Reference and reference_omp backends:

  • Fixed issue where grb::set, grb::vxm, and grb::mxv could fail for more exotic data types.
  • Fixed issue that prevented std::move on matrices, both from assignment and construction.
  • Optimised masked grb::set to now reach optimal complexity in all cases.
  • Optimised grb::eWiseLambda over matrices to avoid atomics.

BSP1D backend:

  • Fixed issue where iterating over empty matrices could fail in the BSP1D backend.
  • Fixed issue in BSP1D backend that caused dynamic allocations where they were not allowed.
  • Fixed issue where the automatic-mode launcher and benchmarker could, in rare cases, fail.
  • Fixed issue where, under rare conditions, the stack-based combine could fail.
  • Fixed performance bug in the BSP1D backend causing spurious calls to lpf_sync.

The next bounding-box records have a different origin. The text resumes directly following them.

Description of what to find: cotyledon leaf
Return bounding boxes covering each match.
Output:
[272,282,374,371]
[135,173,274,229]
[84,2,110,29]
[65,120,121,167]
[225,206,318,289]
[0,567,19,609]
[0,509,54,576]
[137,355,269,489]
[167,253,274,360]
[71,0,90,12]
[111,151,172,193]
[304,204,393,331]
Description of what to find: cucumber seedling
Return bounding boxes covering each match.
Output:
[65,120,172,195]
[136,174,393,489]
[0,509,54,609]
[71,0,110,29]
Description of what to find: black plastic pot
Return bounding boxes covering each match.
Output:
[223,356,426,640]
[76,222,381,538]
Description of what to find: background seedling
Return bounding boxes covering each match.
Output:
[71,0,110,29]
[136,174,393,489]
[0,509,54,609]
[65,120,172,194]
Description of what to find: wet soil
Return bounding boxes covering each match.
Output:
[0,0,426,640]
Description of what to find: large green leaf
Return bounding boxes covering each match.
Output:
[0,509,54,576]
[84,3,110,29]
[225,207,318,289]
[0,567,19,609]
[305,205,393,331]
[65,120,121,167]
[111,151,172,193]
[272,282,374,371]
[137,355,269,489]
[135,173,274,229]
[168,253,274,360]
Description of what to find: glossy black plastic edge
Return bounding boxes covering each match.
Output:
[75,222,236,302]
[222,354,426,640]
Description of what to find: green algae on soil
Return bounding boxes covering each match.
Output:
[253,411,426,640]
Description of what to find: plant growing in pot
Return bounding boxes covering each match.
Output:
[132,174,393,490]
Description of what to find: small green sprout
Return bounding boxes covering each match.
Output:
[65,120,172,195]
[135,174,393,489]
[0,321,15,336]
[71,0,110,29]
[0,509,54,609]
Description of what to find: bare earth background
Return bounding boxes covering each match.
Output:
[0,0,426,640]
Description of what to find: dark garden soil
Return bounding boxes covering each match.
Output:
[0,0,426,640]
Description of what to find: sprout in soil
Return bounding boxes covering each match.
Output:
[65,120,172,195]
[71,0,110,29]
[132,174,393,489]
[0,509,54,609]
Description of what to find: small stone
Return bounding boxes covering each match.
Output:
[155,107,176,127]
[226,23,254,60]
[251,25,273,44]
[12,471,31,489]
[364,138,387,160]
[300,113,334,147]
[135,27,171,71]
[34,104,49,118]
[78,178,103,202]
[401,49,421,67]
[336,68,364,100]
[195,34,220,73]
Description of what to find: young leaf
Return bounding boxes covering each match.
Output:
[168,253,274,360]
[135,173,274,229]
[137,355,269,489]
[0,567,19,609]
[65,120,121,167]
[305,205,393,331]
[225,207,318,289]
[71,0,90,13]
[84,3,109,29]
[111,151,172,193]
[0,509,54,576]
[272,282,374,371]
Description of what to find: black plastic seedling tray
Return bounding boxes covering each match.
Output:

Level-3 functionality, all backends:

  • Fixed issue where a masked set-to-value on matrices would fail.
  • Fixed issue where mxm could work with uninitialised values when more exotic semirings are used.
  • Fixed issue that prevented std::move on matrices, both from assignment and construction.
  • New level-3 function: eWiseApply.

(Note that the interface of level-3 functionality remains experimental.)

Algorithms and utilities:

  • Fixed issue where MatrixFileReader would store uninitialised values when reading pattern matrices.
  • Updated the sparse neural network inference algorithm.
  • New algorithm added: spy.

Others:

  • Fixed issue where a make clean would miss some object files.
  • Added new unit and performance tests, including those for detecting the above-described bug fixes and added functionality.
  • Documentation update in line with the upcoming revision of the C++ GraphBLAS paper.
  • Added some missing documentation.
  • Code style fixes and some dead code removal.

Version 0.2.0

Fix some issues in the Banshee backend that appeared after refactoring for the 0.1.0 release.

Removes --deps option from ./configure as it was no longer used.